BLackboards and whiteboards at school instead of PowerPoint. sometimes overhead projector

Junior Praise books at school assembly

snow days

Nits and not inspections

cateycloggs · 02/02/2021 21:11

[quote Tangledtresses]@SomersetHamlyn oh wow that was quite far away... we lived just off Ken high st an awful time!
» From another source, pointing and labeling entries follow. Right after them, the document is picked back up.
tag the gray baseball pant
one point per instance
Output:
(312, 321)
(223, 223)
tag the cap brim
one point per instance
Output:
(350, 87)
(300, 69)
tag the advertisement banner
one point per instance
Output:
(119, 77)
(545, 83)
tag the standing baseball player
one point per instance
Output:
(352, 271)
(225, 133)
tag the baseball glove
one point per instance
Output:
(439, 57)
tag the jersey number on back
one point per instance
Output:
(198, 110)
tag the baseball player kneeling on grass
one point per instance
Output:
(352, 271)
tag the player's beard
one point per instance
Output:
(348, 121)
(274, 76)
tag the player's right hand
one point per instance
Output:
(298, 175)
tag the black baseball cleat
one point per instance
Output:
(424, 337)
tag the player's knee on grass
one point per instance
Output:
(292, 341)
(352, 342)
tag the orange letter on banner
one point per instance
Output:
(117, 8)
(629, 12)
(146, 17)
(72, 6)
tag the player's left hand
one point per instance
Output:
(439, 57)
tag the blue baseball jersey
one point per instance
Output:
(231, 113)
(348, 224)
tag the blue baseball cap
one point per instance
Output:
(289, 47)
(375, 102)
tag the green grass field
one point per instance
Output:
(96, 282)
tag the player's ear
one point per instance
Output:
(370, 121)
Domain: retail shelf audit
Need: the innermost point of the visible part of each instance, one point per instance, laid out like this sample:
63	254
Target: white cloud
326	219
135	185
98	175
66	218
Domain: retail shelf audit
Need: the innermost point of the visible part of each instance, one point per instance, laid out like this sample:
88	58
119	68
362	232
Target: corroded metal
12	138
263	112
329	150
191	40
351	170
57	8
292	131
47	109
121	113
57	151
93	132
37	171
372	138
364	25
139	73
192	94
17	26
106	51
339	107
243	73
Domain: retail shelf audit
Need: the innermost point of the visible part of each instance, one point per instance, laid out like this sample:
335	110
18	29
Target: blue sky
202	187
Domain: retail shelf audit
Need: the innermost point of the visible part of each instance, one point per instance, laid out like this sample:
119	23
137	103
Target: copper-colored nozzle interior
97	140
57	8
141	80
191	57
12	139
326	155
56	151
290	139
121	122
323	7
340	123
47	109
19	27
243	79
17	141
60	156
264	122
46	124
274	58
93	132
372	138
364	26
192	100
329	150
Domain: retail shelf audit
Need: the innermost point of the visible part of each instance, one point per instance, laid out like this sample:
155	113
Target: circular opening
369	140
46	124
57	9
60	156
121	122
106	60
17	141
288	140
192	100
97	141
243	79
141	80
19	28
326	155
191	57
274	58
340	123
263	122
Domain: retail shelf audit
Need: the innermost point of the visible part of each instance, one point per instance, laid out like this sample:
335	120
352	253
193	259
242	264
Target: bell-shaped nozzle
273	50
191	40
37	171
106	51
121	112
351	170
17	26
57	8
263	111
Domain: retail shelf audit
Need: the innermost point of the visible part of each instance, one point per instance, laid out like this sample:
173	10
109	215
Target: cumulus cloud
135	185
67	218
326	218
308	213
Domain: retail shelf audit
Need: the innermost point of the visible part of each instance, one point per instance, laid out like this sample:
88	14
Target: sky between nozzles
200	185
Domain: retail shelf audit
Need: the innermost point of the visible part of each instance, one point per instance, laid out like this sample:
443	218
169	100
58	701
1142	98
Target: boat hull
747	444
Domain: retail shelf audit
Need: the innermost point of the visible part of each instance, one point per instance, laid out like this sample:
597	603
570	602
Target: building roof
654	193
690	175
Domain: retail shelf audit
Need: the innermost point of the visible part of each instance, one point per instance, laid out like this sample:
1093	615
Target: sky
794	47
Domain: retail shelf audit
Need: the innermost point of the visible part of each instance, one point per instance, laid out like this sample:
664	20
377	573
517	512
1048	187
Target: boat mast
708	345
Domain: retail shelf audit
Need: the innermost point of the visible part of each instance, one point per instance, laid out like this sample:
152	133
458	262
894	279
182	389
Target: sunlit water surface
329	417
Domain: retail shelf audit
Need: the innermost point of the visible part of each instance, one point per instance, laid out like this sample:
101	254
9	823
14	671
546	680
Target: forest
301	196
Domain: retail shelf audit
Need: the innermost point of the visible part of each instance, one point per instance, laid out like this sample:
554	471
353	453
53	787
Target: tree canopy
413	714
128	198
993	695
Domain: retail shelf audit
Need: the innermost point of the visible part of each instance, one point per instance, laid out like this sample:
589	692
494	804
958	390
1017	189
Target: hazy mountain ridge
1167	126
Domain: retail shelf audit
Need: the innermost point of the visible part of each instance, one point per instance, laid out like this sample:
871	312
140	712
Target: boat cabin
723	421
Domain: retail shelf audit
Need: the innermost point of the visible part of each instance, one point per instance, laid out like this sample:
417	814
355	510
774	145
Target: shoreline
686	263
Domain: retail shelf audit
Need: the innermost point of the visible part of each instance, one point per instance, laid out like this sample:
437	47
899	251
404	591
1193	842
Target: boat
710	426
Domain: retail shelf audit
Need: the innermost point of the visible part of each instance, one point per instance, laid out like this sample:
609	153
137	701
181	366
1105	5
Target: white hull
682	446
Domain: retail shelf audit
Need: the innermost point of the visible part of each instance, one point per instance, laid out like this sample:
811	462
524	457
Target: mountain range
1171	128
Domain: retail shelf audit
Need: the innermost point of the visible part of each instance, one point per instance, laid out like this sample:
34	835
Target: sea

I also remember black boggies 🤣🤣 yes London was filthy back then

My mum went to Harrods and left minutes before that bomb, her actual words were 'thank god I was on the bus by then'

Honestly my teens just don't know the half of it, when I was your age I was dodging bombs in bins etc ... our school was evacuated many times as it was 2 minutes from Hyde park barracks

Weird times.... no wonder people think I'm coping with covid remarkably well, although I now live in the middle of know where

[/quote]
If anyone listens to Radio4Xtra, there was a fascinating compilation programme this morning built on memories of the sights and sounds of London as recorded by the BBC from 1920s to 70s I think. Sorry I can't remember the presenter or title but they repeat programmes , it was made in the 1980s . It featured recordings of people speaking of their experience in WW2 dockers talking about working on the river and in the docks, Covent Garden when it was a market and many others but one point repeatedly made was that London was dirty unti the clean up of buildings began in the sixties. One man talked about cleaning Nelson's Column and finding hundreds of dead pigeons at the base of the actual figure on top of the column. Imagine the stink.

peak2021 · 02/02/2021 21:45

Old money.
Seeing a play and one of the actors was the grandson of the first Doctor Who I remember.
Seeing a film and remembering when I met one of the actresses, 25 years ago.

WellTidy · 02/02/2021 22:16

Coal being delivered by the coal man (Peter the Coal). I think there was a free allocation to miners. I am 45.